La FAO (Organisation des Nations unies pour l’alimentation et l’agriculture) organisera le 18 prochain une activité parallèle à la Conférence Rio+20, intitulée « Les forêts : le cœur d’une économie verte ». La FAO affirme que les initiatives durables basées sur les forêts peuvent offrir une voie de transition vers une économie à faible intensité de carbone, et ajoute que cette activité « mettra en relief le rôle que jouent les forêts et l’industrie pour garantir la subsistance locale ». L’organisation estime aussi que, si la gestion des forêts se fait de façon intelligente du point de vue climatique, elle représente « un effort de collaboration entre les gardiens des forêts publiques, les entreprises privées et les communautés locales ». [1]
Nous savons tous qu’il existe des expériences de gestion durable des forêts tropicales, menées par les peuples des forêts depuis de nombreuses générations, et basées sur une connaissance profonde et sur une vision holistique de la forêt. Pourtant, ces communautés ont de plus en plus de difficultés à survivre, du fait qu’un autre type de gestion des forêts tropicales, prédatrice cette fois, basée sur l’extraction de bois, sur l’expansion des plantations industrielles d’arbres tels que le palmier à huile, sur l’extraction minière et sur la construction d’infrastructures pour la génération d’énergie, encourage une destruction incessante. Entre 2000 et 2010, 130 millions d’hectares de forêts tropicales ont été détruits. Et la mode des « services environnementaux » – un autre thème qui sera débattu pendant la rencontre de la FAO – est aussi une menace pour les peuples des forêts, qui se présente sous la forme de projets REDD+ (voir le bulletin nº 169 et 175).
Le fait que la forêt soit encore considérée seulement comme une source de bois exploitée par des entreprises privées qui tirent profit de la consommation de produits de luxe en bois, surtout dans les pays du Nord, est étroitement lié à la définition de forêt que donne la FAO : « des terres occupant une superficie de plus de 0,5 hectare avec des arbres atteignant une hauteur supérieure à cinq mètres et un couvert arboré de plus de 10 %, ou avec des arbres capables d’atteindre ces seuils in situ ». Pourtant, la forêt est beaucoup plus qu’un ensemble d’arbres, elle contient toute une diversité biologique qui inclut les communautés humaines qui y vivent ou qui en dépendent. [2]
Ce qu’il faut, comme le dit la FAO, est un « effort de collaboration », mais dans l’activité prévue cela se traduit par la présence de représentants des gouvernements, de la Banque mondiale et du secteur forestier industriel, comme l’Association brésilienne de la pâte et du papier (BRACELPA), dont Suzano fait partie, et l’UMP, une entreprise transnationale finlandaise. Ni les représentants des communautés, ni ceux qui gèrent la forêt de façon vraiment durable, ni ceux qui sont touchés par les activités des entreprises qui pratiquent la monoculture d’arbres ou l’exploitation du bois (souvent certifiées par le FSC malgré les réclamations et la souffrance que ces communautés ont rapportées à plusieurs reprises), n’ont été invités à y participer. En revanche, le FSC sera présent, ce qui n’est pas du tout surprenant.
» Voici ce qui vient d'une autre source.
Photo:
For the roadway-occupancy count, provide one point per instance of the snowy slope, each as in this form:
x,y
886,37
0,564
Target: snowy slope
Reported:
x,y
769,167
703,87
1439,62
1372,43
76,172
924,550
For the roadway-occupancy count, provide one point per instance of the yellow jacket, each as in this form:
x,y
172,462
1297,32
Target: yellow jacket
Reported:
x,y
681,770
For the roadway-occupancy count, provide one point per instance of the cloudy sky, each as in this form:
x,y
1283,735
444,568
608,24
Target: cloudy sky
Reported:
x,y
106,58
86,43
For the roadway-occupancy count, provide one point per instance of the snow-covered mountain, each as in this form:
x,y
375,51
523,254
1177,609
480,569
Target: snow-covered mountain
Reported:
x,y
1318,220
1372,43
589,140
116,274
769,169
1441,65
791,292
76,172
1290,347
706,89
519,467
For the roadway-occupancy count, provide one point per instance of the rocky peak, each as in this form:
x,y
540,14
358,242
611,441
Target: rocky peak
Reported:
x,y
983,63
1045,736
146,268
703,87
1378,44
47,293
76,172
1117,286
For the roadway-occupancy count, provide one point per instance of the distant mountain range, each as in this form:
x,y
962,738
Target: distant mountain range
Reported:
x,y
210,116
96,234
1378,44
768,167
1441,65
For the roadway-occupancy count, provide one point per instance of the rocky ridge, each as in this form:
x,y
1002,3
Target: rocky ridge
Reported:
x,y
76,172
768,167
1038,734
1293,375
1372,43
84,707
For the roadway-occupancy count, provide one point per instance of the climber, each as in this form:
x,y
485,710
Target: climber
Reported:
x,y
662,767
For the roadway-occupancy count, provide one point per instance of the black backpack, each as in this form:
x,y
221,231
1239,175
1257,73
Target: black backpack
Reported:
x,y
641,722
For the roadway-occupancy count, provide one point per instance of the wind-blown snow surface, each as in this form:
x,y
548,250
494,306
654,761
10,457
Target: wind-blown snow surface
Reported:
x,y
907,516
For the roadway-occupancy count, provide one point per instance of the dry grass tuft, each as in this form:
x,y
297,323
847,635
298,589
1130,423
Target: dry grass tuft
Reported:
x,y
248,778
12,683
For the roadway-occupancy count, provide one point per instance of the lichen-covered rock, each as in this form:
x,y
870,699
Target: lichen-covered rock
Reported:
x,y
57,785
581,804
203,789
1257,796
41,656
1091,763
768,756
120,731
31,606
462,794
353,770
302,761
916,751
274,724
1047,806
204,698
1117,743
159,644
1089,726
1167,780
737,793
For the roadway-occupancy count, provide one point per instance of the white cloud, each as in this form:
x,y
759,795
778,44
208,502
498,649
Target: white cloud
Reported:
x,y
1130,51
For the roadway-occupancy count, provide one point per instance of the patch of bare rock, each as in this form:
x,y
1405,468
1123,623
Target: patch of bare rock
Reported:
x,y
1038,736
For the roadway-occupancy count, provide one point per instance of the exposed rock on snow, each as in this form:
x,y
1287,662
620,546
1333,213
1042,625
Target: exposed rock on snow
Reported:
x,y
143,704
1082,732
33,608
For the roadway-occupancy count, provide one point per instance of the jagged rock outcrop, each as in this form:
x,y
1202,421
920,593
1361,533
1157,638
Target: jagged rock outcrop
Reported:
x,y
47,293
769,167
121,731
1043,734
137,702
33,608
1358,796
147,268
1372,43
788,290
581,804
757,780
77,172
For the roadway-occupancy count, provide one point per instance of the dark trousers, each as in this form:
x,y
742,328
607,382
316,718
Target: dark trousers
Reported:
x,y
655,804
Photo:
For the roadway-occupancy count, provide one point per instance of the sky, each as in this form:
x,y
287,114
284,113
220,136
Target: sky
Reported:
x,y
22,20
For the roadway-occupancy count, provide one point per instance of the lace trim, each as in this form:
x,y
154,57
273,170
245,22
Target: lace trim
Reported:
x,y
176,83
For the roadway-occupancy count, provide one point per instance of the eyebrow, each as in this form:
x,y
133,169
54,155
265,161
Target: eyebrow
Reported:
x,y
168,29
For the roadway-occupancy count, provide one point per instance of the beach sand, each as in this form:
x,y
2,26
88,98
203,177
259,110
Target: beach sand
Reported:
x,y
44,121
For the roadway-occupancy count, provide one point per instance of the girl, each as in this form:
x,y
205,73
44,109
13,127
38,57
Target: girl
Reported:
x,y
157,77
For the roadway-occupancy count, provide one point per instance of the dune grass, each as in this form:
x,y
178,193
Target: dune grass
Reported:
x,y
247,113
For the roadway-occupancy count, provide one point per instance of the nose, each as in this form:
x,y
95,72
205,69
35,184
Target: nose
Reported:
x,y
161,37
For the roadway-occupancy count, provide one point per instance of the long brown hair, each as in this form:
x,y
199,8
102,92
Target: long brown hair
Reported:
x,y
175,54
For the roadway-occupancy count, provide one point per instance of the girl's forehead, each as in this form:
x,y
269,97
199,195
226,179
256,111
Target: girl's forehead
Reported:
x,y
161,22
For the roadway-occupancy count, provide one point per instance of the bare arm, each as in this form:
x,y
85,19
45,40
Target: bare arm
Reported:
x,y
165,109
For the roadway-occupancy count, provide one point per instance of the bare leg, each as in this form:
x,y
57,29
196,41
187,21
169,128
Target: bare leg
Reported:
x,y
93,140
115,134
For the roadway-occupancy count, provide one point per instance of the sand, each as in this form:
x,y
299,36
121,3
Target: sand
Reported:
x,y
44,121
Il est évident que, pour les communautés qui subissent aujourd’hui les effets négatifs des politiques encouragées par la FAO, il vaudrait mieux que cet organisme de l’ONU discute directement avec elles plutôt qu’avec le secteur privé, pour essayer de revoir sa définition de forêt. Tel est le nœud de la question. La révision de cette définition et le dialogue avec les communautés pour formuler des idées directrices sur des politiques efficaces pour la protection des forêts seraient vraiment une manière intelligente de faire les choses.